— Ты хочешь встретиться с Гневным Жеребцом. — Гибкий не спрашивал, утверждал.
— А тебе-то что до этого? Или твоим отцам?
— Тебе не стоит торопиться. — Гибкий оскалил в улыбке зубы. Желтоватые, крепкие, с острыми гранями. В лицо противника толкнулась волна смрада, так не вяжущаяся с изящным обликом воина. — Ведь ты прав. Здесь лишь треть моей стаи. А две трети, как ты понимаешь, в Урочище.
Старший мрачно усмехнулся.
— Отцы прислали тебя со Словом. Значит, ты прошел Обряд.
Малоприятная улыбка стала еще шире.
— Да. И ничего со мной не произошло. Я так же могу перекинуться. Я так же быстрее всех живущих. Я…
— А Искру ты чувствуешь? — Все время улыбающееся лицо заострилось. В глазах плескалась боль и еще что-то. Может быть, жалость.
— Ты опять о своем? Никогда я не чувствовал в себе этой Искры. Слышишь — никогда.

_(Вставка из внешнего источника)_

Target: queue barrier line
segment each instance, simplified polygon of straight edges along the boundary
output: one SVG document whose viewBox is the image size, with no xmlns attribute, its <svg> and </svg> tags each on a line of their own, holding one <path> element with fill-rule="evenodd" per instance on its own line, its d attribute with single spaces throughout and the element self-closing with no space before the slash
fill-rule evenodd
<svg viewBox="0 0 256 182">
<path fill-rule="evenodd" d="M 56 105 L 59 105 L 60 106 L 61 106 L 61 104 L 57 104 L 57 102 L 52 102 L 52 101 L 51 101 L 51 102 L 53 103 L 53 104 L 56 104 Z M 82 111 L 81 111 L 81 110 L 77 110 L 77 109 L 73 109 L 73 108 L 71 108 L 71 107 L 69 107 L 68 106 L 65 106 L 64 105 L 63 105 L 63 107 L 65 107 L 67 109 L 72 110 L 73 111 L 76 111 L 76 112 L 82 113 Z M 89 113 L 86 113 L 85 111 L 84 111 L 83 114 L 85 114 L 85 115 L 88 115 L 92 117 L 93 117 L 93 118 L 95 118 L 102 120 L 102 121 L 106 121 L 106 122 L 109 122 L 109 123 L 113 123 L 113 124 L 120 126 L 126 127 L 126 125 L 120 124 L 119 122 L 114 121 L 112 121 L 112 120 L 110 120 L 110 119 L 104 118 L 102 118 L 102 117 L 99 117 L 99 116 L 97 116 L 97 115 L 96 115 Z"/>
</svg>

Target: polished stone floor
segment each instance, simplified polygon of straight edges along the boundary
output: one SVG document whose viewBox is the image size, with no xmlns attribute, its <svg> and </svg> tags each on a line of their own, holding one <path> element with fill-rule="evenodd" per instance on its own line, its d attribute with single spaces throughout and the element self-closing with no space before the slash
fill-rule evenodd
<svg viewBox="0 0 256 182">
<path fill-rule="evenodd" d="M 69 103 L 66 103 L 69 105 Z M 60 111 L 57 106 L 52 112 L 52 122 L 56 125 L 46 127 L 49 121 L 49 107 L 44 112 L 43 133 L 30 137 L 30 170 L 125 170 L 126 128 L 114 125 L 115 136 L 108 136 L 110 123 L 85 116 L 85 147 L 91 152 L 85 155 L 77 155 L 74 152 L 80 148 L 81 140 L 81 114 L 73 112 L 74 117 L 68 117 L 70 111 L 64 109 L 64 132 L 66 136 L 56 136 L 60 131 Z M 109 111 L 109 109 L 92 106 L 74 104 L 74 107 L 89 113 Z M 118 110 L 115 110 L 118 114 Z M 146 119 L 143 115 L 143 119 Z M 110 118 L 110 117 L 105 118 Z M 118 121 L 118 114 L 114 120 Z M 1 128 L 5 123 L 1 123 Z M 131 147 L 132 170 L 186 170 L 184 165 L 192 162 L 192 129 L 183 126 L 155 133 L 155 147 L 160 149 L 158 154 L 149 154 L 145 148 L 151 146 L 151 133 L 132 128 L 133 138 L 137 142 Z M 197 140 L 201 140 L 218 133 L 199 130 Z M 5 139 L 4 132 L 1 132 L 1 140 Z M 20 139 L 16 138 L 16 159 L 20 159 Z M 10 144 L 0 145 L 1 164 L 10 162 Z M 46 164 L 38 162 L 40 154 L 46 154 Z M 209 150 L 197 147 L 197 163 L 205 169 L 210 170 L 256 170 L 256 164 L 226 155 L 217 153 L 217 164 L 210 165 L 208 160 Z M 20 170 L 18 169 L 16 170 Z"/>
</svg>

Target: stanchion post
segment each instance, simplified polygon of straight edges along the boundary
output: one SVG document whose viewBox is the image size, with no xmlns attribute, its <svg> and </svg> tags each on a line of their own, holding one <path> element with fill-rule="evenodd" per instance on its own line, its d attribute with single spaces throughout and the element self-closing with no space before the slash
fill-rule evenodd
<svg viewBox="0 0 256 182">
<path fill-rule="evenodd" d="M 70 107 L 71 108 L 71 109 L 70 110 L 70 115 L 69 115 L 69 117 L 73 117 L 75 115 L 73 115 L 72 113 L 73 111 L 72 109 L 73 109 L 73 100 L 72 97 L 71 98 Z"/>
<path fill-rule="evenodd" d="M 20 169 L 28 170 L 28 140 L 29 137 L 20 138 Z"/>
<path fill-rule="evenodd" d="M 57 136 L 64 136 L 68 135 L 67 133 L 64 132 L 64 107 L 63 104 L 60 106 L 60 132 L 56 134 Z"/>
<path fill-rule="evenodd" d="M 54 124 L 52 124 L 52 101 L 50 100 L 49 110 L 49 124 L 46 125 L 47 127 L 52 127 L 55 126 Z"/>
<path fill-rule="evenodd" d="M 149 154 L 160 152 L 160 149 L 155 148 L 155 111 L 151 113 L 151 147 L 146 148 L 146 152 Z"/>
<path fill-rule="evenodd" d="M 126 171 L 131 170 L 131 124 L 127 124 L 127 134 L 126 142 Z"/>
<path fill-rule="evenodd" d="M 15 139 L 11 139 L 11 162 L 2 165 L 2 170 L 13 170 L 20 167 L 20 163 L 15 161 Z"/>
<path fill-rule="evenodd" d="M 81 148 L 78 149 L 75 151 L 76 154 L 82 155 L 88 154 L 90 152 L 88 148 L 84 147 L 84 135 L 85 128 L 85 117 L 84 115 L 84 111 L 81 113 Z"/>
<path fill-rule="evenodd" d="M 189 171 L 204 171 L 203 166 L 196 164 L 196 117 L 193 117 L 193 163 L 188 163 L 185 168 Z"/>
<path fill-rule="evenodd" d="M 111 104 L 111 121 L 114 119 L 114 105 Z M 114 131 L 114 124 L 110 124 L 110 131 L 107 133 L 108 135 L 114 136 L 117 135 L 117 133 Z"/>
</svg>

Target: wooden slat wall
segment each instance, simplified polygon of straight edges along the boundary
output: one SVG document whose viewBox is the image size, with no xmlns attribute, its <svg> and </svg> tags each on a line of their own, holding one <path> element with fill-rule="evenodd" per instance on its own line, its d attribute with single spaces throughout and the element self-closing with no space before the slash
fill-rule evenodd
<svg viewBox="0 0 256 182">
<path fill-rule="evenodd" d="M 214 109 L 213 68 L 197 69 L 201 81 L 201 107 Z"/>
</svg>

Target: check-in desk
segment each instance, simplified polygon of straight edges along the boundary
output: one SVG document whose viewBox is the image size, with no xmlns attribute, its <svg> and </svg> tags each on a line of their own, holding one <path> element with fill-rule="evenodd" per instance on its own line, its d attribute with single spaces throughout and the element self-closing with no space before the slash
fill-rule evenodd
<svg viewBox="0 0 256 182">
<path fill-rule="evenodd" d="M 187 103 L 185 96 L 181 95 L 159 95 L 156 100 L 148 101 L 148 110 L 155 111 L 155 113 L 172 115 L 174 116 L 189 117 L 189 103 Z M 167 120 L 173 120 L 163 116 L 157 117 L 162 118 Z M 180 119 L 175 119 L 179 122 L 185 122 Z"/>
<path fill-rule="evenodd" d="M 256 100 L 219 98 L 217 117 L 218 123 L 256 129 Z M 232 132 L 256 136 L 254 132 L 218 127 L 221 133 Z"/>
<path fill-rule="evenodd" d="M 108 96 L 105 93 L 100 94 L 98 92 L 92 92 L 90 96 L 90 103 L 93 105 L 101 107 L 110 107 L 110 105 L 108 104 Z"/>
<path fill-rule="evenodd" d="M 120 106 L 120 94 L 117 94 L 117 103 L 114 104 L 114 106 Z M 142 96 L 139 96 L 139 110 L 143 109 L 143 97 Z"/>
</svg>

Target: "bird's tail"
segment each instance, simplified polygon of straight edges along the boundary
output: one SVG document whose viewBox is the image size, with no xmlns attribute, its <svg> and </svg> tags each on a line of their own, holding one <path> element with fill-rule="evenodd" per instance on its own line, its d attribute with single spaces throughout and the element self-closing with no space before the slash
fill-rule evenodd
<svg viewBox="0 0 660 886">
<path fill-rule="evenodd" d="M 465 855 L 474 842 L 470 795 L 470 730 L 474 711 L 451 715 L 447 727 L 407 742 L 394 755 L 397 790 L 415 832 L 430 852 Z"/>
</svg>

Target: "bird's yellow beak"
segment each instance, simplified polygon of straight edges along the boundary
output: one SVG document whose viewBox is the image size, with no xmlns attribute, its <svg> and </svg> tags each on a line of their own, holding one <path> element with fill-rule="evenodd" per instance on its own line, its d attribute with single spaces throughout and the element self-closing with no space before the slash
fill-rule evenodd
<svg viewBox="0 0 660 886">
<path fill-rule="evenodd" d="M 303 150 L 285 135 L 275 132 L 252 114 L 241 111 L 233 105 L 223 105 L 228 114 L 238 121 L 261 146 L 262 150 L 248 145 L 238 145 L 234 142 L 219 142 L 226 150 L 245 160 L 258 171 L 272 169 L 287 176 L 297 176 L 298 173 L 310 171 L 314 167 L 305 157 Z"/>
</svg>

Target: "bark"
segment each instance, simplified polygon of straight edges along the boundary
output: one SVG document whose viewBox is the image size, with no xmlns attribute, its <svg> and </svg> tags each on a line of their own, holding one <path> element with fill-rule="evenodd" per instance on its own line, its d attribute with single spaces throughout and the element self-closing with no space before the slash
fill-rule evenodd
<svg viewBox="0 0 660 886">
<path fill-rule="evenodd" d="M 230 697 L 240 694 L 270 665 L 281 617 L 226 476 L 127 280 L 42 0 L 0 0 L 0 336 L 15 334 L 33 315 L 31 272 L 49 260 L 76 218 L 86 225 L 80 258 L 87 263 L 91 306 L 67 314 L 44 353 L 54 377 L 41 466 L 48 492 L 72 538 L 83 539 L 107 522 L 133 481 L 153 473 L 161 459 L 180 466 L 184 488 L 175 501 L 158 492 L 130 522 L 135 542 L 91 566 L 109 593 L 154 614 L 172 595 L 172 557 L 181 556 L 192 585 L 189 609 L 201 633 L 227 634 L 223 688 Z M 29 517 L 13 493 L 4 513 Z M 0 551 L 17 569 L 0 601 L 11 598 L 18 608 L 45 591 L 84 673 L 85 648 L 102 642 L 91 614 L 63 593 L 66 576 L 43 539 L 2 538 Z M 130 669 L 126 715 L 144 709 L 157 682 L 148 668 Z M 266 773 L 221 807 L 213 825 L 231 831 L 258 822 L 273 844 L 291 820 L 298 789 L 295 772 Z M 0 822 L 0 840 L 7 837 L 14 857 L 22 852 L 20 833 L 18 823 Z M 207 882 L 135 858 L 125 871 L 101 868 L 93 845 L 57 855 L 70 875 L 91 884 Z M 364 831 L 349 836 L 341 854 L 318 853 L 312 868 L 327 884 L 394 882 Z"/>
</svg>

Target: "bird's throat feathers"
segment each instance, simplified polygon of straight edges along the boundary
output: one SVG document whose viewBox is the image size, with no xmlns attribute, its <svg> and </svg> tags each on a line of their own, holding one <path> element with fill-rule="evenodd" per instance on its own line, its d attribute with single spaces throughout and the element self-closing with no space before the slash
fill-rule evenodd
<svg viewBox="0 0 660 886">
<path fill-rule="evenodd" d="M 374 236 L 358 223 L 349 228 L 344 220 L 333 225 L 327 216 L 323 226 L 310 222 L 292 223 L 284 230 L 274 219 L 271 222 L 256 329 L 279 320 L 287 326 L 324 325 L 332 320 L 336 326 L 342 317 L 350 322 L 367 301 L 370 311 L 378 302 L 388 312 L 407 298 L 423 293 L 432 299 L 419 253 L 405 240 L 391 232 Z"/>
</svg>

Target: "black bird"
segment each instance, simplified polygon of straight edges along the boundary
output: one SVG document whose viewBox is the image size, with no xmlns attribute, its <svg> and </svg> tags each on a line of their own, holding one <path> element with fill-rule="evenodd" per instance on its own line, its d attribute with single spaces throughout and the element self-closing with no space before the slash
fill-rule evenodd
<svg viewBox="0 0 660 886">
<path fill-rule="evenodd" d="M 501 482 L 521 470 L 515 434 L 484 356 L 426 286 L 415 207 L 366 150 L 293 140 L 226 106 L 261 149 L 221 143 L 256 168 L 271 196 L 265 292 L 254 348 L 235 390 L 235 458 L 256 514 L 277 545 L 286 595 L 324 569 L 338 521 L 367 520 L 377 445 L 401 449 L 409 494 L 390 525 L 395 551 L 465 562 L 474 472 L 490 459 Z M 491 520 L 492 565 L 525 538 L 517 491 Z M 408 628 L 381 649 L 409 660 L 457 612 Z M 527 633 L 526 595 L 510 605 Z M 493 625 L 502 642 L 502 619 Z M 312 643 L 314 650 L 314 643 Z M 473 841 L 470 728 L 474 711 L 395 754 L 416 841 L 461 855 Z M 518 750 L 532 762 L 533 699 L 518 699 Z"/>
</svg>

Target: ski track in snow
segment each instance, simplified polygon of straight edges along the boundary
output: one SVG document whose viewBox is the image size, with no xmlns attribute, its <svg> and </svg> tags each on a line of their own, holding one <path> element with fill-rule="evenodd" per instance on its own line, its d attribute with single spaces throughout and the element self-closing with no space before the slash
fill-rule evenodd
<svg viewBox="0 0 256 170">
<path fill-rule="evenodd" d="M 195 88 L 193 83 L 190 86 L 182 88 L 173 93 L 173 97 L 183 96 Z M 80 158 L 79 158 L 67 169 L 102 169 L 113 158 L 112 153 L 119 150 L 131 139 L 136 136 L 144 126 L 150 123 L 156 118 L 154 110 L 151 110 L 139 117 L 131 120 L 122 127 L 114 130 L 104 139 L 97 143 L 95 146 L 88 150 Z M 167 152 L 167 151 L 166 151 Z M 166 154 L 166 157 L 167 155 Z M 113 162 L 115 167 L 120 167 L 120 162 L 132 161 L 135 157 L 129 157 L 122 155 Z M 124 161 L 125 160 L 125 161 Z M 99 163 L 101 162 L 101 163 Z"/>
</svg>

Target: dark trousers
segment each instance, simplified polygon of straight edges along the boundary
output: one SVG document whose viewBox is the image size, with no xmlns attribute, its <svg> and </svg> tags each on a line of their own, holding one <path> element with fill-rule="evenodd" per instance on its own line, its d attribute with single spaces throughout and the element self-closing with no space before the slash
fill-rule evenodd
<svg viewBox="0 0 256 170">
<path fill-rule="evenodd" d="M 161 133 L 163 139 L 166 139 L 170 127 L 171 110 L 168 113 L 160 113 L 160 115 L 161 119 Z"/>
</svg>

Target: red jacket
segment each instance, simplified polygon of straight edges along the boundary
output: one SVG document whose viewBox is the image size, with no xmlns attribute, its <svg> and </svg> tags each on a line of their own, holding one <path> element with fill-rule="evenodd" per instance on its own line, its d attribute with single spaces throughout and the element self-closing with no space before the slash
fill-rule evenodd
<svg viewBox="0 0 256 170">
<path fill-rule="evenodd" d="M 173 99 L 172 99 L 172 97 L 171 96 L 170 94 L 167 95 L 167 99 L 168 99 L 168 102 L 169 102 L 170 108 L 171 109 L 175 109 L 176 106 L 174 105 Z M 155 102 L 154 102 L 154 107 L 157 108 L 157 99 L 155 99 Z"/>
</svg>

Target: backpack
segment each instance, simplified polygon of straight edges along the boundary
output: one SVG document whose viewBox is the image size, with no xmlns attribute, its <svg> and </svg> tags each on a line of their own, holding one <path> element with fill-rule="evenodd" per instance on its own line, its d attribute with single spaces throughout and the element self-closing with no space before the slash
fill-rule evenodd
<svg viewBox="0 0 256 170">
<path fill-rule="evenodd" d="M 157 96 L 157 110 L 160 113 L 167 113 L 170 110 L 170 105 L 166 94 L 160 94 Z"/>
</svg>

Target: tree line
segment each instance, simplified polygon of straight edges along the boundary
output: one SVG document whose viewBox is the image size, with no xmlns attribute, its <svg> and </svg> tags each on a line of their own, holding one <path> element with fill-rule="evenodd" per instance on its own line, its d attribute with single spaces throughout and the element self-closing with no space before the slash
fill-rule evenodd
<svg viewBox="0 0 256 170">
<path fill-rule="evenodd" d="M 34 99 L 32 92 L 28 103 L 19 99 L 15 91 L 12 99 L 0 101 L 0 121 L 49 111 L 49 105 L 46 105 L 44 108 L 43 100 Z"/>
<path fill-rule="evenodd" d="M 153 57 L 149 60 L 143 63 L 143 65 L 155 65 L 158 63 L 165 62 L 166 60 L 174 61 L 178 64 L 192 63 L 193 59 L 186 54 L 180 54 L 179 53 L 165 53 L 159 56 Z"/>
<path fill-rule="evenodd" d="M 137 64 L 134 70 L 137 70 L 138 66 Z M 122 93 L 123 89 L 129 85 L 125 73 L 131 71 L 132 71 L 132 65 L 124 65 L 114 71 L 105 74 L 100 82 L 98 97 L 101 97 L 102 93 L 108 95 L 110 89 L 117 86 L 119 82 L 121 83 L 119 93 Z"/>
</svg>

— И потому так затаптывал ее, заливал, и в себе, и во всей стае. Но теперь дело не в этом. Так, значит, ты прошел Обряд.
— Да.
— Тогда молись, чтобы воины твои попали в лучший, а не худший мир.
Гибкий напрягся.
— Их четыре десятка, — шепотом почти выкрикнул. — Этого хватит и на пастыря, и на ублюдков.
— Слепец. Ты когда-нибудь видел, как бьется Гневный Жеребец? Хотя когда ты мог это видеть… Он ведь всегда был для тебя добрым пастырем. А никогда ты не думал, Котенок, — лицо Гато исказила недовольная гримаса, — почему доброго старика так странно называют?
Гато молчал.
— Котенок, ты можешь поплакать над четырьмя десятками своих. Или молча скорбеть, скрипя зубами. Ты ведь приобрел такую дурную привычку у презираемых тобой людей.
Забывшись, Эль Гато действительно скрипнул зубами. Волк негромко в ответ клокотнул горлом.
— Ты так и не научился говорить, — опять попенял Старший. — Не ярись. Просто скажи мне, где назначена встреча и с кем. Я приду. Ведь я, — он грустно улыбнулся, — Старший.
Волк с любопытством смотрел в лицо того, кого Старший называл Котенком. Люди бы, наверное, испугались, а ему было интересно.